La noche juega con las almas
Son más de las dos de la madrugada. Ya no queda nadie. Todos han partido a sus hogares. Contentos. Salvo que él no piensa mucho en eso. Hoy decidido está, ha permanecer dos horas expectante, como un susurrito que de a poco va agrandándose hasta ser un grito adulto. Ve que la puerta y la ventana de la cocina se abren, cierran, abren y cierran. Es por el viento. Vislumbra como entre la apertura y el cierre ambas intentan alcanzarse, como si pretendieran besarse a la luz de sus ojos. Extienden sus extremidades a más no poder, como dos hojas perdidas que se pretenden en un vuelo otoñal. Frota su cara para no dormirse, agazapado espera tras la heladera, después cansado va detrás del horno que aún está caliente y el cual desprende un aroma especial. La nariz cargada de este aroma parece flotar junto a los pollos que día y noche allí son asados. Como una nube espesa se levantan, como fantasmas extraños, sin piel, sin cabeza, corren ciegamente en el aire rarificado. Entonces el brillo de algo diluye la imagen. Algo gigántico que viene lento casi sin moverse, en un movimiento denso. El cocinero toma el hacha y asegura que la cuchilla este en su lugar, en caso de ser el hacha inútil. No ha preparado trampa ni nada por el estilo, esta vez es especial. La lamparita que pende de un cable fino, se mueve de un lado al otro y embruja el alma de la bestia que alza la cabeza, el cocinero la secunda y mira arriba. La lamparita ahora gira, da una vueltita circular muy pequeña. La bestia sigue el juego que hace la bombita y gira, el cocinero vuelve a imitar. Tal vez no sabe por que lo hace, pero no quiere ser rígido con la lamparita que danza sensualmente. Todos la miran. La puerta abandona a la ventana y también se prende en la óptica al igual que los pollos sin cabeza y el horno. Ahora todos giran en la observancia fija de la móvil entidad. Baja la cabeza y el mastodonte feliníaco a escapado.
Suelta el hacha.
Cuando logra dormirse, ya es de día. Sólo dos horas y es devuelto por la cama a su rutina. Al entrar al restaurante el dueño lo mira y murmura que un día la joda va ser grande, y no hay vuelta atrás. “No hay tu tía”... Hoy está tan seguro, hoy va a cazarlo. Hoy se levantó con la sangre en su ojito rasgado y las manos le tiemblan de la emoción.

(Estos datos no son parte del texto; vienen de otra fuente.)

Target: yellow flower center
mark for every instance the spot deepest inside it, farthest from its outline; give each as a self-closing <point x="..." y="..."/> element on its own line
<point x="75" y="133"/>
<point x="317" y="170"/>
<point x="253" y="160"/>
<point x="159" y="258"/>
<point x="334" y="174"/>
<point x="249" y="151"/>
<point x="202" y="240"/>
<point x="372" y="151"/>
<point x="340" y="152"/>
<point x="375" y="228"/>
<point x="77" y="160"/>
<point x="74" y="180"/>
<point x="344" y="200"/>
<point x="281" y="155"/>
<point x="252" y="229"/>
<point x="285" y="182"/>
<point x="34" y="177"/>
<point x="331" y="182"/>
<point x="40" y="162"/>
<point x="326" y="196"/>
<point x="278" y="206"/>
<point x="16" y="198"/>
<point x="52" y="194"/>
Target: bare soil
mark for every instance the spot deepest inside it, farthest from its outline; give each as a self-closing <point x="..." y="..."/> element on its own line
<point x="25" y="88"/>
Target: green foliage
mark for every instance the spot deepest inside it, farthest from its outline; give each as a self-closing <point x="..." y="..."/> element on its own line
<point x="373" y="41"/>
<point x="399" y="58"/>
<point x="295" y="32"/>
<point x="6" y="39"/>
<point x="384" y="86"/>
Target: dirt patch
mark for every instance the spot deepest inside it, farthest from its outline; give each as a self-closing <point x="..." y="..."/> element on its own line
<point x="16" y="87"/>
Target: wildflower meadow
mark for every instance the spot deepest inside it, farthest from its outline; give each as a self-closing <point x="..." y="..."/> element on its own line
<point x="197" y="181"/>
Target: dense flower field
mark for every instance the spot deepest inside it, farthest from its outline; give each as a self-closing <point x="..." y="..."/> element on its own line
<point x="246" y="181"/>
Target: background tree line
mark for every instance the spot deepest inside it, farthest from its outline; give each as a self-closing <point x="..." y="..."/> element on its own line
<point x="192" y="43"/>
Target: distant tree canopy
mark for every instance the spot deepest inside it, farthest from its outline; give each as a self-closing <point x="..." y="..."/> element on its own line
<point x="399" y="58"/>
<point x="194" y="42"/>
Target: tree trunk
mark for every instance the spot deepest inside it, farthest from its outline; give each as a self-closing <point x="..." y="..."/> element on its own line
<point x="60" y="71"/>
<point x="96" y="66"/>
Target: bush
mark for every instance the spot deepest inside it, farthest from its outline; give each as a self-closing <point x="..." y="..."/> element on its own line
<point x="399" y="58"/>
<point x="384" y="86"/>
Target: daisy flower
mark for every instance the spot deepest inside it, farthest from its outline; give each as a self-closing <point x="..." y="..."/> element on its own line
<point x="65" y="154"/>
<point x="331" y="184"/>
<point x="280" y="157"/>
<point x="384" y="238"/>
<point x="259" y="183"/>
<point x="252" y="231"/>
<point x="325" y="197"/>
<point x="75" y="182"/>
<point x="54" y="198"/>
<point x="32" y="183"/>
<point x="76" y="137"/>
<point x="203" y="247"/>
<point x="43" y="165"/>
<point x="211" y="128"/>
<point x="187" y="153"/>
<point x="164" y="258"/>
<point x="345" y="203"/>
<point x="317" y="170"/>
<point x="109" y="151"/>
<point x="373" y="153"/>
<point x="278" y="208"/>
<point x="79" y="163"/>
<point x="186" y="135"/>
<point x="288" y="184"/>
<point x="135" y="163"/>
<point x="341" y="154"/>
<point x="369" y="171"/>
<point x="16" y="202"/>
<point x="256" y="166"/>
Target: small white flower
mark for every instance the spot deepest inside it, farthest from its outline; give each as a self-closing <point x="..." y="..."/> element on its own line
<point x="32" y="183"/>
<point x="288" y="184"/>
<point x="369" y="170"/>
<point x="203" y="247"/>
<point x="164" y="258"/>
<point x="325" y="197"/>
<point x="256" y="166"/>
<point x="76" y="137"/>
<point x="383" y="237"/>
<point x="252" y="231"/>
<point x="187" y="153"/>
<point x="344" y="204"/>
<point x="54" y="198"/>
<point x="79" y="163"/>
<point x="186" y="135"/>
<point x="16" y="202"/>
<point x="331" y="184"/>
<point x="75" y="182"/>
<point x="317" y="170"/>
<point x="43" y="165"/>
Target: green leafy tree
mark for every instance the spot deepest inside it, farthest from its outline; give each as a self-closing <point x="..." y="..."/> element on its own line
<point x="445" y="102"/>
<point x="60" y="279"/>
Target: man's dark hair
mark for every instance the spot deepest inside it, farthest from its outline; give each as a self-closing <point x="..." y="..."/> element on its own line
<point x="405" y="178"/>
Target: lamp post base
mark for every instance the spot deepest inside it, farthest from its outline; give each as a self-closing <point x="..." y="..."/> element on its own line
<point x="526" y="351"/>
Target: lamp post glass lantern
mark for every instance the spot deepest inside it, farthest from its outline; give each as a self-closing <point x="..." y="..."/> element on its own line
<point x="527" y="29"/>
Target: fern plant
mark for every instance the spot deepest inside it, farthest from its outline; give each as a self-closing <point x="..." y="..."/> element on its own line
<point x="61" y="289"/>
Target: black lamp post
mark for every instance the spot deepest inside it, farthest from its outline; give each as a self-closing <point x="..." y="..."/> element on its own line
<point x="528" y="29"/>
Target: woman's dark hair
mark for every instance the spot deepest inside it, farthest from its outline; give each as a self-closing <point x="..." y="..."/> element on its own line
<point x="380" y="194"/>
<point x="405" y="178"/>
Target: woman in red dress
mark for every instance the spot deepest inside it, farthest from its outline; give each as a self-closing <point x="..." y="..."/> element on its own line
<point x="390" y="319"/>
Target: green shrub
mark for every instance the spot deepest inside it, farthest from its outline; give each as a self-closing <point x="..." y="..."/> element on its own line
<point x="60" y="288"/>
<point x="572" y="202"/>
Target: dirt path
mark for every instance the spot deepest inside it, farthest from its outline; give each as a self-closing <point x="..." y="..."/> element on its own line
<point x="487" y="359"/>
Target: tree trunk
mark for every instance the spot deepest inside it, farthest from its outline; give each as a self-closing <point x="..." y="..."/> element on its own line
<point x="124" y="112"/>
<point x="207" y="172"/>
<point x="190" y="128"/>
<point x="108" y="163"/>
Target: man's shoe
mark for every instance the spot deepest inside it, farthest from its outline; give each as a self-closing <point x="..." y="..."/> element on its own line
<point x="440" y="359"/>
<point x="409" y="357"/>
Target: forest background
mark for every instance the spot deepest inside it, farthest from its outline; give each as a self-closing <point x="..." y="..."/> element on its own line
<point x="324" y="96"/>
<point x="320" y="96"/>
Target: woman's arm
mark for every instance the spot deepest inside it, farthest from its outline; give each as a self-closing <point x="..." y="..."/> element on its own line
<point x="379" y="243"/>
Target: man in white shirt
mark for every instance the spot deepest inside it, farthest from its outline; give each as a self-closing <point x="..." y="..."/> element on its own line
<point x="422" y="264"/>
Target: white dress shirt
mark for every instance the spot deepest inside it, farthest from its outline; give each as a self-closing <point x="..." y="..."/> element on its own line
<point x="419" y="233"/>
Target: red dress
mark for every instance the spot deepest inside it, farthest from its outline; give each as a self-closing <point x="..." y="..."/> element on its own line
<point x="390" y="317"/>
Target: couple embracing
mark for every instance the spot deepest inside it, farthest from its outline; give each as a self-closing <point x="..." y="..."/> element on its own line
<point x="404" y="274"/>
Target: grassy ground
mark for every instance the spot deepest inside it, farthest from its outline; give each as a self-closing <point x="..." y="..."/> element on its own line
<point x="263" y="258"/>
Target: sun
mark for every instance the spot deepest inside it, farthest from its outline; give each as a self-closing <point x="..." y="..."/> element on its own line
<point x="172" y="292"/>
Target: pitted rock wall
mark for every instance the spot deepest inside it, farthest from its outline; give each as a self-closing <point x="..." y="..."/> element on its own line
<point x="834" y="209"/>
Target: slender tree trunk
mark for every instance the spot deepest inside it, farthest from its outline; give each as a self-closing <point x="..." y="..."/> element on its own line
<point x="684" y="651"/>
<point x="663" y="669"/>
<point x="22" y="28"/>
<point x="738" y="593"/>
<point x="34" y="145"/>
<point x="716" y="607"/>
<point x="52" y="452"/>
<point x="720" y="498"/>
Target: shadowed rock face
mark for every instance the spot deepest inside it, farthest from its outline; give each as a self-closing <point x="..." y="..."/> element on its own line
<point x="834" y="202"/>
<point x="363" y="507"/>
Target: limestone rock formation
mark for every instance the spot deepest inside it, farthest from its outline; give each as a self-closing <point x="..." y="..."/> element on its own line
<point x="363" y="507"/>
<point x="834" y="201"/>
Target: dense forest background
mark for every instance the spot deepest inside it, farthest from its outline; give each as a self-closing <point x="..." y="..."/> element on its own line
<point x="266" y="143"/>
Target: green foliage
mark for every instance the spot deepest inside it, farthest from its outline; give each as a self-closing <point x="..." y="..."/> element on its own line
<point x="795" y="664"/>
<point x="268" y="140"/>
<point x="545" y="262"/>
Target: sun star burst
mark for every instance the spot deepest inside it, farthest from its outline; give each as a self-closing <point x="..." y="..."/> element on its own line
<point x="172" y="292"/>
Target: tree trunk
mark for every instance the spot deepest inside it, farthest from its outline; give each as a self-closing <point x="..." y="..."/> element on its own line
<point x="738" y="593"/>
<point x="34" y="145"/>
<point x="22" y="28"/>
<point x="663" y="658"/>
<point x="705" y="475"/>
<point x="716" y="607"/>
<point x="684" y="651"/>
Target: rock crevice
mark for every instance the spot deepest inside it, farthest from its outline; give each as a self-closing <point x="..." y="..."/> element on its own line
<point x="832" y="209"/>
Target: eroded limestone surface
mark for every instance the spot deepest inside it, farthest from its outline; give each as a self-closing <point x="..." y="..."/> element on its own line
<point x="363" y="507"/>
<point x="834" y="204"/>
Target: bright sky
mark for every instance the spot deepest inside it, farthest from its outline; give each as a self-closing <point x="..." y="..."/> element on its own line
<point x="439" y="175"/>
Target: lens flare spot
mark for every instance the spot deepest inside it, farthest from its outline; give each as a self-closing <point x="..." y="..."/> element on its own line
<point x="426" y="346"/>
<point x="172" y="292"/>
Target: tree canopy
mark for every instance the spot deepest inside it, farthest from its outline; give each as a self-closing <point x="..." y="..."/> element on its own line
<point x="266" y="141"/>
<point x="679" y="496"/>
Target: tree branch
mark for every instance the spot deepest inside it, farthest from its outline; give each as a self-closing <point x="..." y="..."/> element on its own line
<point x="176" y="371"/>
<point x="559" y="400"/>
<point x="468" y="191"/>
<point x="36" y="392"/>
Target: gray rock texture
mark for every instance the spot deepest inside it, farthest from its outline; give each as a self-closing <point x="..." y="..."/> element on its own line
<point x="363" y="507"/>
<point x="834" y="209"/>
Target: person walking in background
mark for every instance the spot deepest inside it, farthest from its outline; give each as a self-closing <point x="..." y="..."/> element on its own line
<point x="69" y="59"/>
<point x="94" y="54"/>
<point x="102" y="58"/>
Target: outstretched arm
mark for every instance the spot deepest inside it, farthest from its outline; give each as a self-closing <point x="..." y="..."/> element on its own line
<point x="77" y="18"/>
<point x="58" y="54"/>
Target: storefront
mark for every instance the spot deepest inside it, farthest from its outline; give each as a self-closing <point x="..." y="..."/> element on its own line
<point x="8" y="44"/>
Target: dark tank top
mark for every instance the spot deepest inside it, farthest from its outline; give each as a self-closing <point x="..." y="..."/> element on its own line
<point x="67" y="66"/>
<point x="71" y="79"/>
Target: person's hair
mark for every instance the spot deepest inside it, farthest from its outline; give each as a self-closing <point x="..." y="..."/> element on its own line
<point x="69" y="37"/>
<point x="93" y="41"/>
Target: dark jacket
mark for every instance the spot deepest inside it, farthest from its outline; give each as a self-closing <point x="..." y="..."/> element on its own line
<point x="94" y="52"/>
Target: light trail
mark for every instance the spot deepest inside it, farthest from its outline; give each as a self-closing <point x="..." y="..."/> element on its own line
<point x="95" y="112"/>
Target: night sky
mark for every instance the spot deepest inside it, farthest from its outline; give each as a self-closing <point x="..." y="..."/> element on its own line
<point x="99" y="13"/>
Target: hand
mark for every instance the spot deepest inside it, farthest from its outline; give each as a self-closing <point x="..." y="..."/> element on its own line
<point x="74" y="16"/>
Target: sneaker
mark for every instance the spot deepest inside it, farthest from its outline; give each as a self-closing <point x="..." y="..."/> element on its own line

Sabe que la bestia sabe que ambos saben cual es el final. Más rápido que nunca marchan los pedidos aunque a ratos los ojos se le cierran y los mozos lo despiertan, él da un saltito y sigue la cebolla pelando, y aunque a ella le gusta verlo llorar, esta vez no le da el gusto, ella lo mira y le sonríe pero a él no le importa y la ensarta al medio mientras observa la expansión del ácido que despide la feroz verdura. Los manjares caminan tan como siempre. Detenido, mirando como mastican los clientes. Algunos apurados, más lento otros que intercalan con charla, el mastique. Los hay aquellos a los que la comida le supura por la boca y bañan absolutamente todo lo que los rodea. Los trozos de comida disparados por la mesa van sorteando los diversos caminos que deben tomar. Escogen el plato vecino o los vasos y a veces, las camisas que están arremangadas. Al cocinero le produce risa la situación.
Vuelve la noche.
Piensa. Piensa. Los ojos se le caen producto inevitable del sueño que luego se va volando ni bien se despabila un poco. Esta esperando, ahora, que llegó la nocturnidad y puede sentir ese aroma feliníaco tan cerca de la nariz. Esta sentado sobre la mesada, fría, mesada de mármol que le congela la carne. Mueve las piernas hacía delante y atrás como distraído. Las piernas moviéndose solas, separadas del cuerpo, mientras van chocándose con las puertitas de la mesada y pierden impulso. Parece que se duerme pero amaga y amaga esquivando la mano tentadora. El aromita felinesco viene cantando con un susurro llamativo que lo embebe. La lamparita comienza su intermitencia. Prende y apaga, prende. Finalmente puede divisar a lo lejos la figura de la bestia. Las dimensiones extrainimaginables descubren el asombro, “¡La pucha!” hubiese dicho el dueño del restaurante, y seguro habría seguido con “¡Que quilombo!”. Tamaña mole levanta las sombras de los artefactos que escuchan atemorizados los pasos. Sus patas van traccionando contra el piso y las pezuñas terribles retumban en ecos. La respiración de la bestia felimastodontica es agitada, pesada. Él no hace más que mirar las sombras que van y vienen con la lamparita, sólo empuña su grandiosa hacha de mano y espera sentadito. Parece como si dijera “Vení, vení que te hago cagar”, pero sin decirlo prefiere la mudez y no gritar para que no se le vaya, sino corre y huye a su guarida desconocida. Ahí cercando el espacio, lenta y taciturna, pecaminosa y concreta como el arroz con hígado. Están frente a frente, casi los bigotes le acarician la cara. Ni se mueve para no espantarla porque siempre es así, la tiene, la tiene y se escapa. Es realmente colosal mientras danza con su cola una rara melodía. La melodía de la venganza. Abre la boca, en eso se le ocurren todas las travesías que debió pasar por ella, la cantidad de asesinatos que podría haber cometido por su culpa. En fin. Abre más la boca. Extensamente abierta. Los dientes afilados desfilan ante sus ojos y no puede dejar de pensar que es la bestia felimastodontica más grande que vio en su vida de cazador. Que sería un premio perfecto y haría un collar con aquellos dientes, un hermoso collar que todos los días limpiaría con dentífrico y guardaría en una cajita de madera de bambú.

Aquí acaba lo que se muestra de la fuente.